This is where investigation started: CoreDNS couldn't work for more that a couple of seconds, giving the following errors:
$ kubectl get pods --all-namespaces
NAMESPACE NAME READY STATUS RESTARTS AGE
ingress-nginx ingress-nginx-controller-8xcl9 1/1 Running 0 11h
ingress-nginx ingress-nginx-controller-hwhvk 1/1 Running 0 11h
ingress-nginx ingress-nginx-controller-xqdqx 1/1 Running 2 (10h ago) 11h
kube-system calico-kube-controllers-684bcfdc59-cr7hr 1/1 Running 0 11h
kube-system calico-node-62p58 1/1 Running 2 (10h ago) 11h
kube-system calico-node-btvdh 1/1 Running 0 11h
kube-system calico-node-q5bkr 1/1 Running 0 11h
kube-system coredns-8474476ff8-dnt6b 0/1 CrashLoopBackOff 1 (3s ago) 5s
kube-system coredns-8474476ff8-ftcbx 0/1 Error 1 (2s ago) 5s
kube-system dns-autoscaler-5ffdc7f89d-4tshm 1/1 Running 2 (10h ago) 11h
kube-system kube-apiserver-hyzio 1/1 Running 4 (10h ago) 11h
kube-system kube-controller-manager-hyzio 1/1 Running 4 (10h ago) 11h
kube-system kube-proxy-2d8ls 1/1 Running 0 11h
kube-system kube-proxy-c6c4l 1/1 Running 4 (10h ago) 11h
kube-system kube-proxy-nzqdd 1/1 Running 0 11h
kube-system kube-scheduler-hyzio 1/1 Running 5 (10h ago) 11h
kube-system kubernetes-dashboard-548847967d-66dwz 1/1 Running 0 11h
kube-system kubernetes-metrics-scraper-6d49f96c97-r6dz2 1/1 Running 0 11h
kube-system nginx-proxy-dyzio 1/1 Running 0 11h
kube-system nginx-proxy-zyzio 1/1 Running 0 11h
kube-system nodelocaldns-g9wxh 1/1 Running 0 11h
kube-system nodelocaldns-j2qc9 1/1 Running 4 (10h ago) 11h
kube-system nodelocaldns-vk84j 1/1 Running 0 11h
kube-system registry-j5prk 1/1 Running 0 11h
kube-system registry-proxy-5wbhq 1/1 Running 0 11h
kube-system registry-proxy-77lqd 1/1 Running 0 11h
kube-system registry-proxy-s45p4 1/1 Running 2 (10h ago) 11h
kubectl describe
on that pod didn't bring much to the picture:
Events:
Type Reason Age From Message
---- ------ ---- ---- -------
Normal Scheduled 67s default-scheduler Successfully assigned kube-system/coredns-8474476ff8-dnt6b to zyzio
Normal Pulled 25s (x4 over 68s) kubelet Container image "k8s.gcr.io/coredns/coredns:v1.8.0" already present on machine
Normal Created 25s (x4 over 68s) kubelet Created container coredns
Normal Started 25s (x4 over 68s) kubelet Started container coredns
Warning BackOff 6s (x11 over 66s) kubelet Back-off restarting failed container
But viewing logs did:
$ kubectl logs coredns-8474476ff8-dnt6b -n kube-system
.:53
[INFO] plugin/reload: Running configuration MD5 = 5b233a0166923d642fdbca0794b712ab
CoreDNS-1.8.0
linux/amd64, go1.15.3, 054c9ae
[FATAL] plugin/loop: Loop (127.0.0.1:49048 -> :53) detected for zone ".", see https://coredns.io/plugins/loop#troubleshooting. Query: "HINFO 2906344495550081187.9117452939332601176."
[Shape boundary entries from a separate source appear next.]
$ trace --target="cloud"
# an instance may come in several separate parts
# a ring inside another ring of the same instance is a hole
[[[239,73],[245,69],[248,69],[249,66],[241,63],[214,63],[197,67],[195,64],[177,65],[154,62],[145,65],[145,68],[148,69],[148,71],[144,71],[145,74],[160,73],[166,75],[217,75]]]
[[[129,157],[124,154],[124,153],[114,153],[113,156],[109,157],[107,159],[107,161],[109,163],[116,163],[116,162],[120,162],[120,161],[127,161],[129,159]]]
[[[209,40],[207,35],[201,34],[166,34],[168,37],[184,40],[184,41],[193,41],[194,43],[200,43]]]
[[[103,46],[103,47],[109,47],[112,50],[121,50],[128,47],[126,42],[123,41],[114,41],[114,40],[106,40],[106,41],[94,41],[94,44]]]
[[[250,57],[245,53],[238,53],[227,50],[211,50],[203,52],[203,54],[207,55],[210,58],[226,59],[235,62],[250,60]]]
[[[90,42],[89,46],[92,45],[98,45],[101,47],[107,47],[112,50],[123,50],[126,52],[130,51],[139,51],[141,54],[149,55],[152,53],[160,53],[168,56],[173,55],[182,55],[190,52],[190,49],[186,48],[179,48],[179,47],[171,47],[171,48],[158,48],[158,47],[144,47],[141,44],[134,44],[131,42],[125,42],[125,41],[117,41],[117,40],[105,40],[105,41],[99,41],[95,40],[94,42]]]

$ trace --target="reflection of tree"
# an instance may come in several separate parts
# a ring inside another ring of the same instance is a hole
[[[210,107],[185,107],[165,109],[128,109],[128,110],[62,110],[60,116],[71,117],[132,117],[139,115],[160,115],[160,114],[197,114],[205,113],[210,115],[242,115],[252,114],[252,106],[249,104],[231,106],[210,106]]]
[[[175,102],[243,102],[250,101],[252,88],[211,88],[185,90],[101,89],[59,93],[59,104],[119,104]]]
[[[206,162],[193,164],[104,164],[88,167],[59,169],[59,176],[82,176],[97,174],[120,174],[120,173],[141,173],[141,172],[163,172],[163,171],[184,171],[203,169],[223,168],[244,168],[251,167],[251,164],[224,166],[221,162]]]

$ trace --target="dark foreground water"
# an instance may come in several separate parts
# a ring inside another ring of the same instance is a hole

It's great that troubleshooting documentation was linked! I started browsing that page and discovered, that indeed my /etc/resolv.conf
contained problematic local IP nameserver 127.0.0.53
.
Also, I found real DNS IPs in /run/systemd/resolve/resolv.conf
, but the question now is: how to perform the action described in the troubleshooting documentation, saying:
Add the following to your kubelet config yaml: resolvConf: (or via command line flag --resolv-conf deprecated in 1.10). Your “real” resolv.conf is the one that contains the actual IPs of your upstream servers, and no local/loopback address. This flag tells kubelet to pass an alternate resolv.conf to Pods. For systems using systemd-resolved, /run/systemd/resolve/resolv.conf is typically the location of the “real” resolv.conf, although this can be different depending on your distribution.
So, the questions are:
- how to find or where to create mentioned kubelet config yaml,
- at what level should I specify the
resolvConf
value, and
- can it accept multiple values? I have two nameservers defined. Should they be given as separate entries or an array?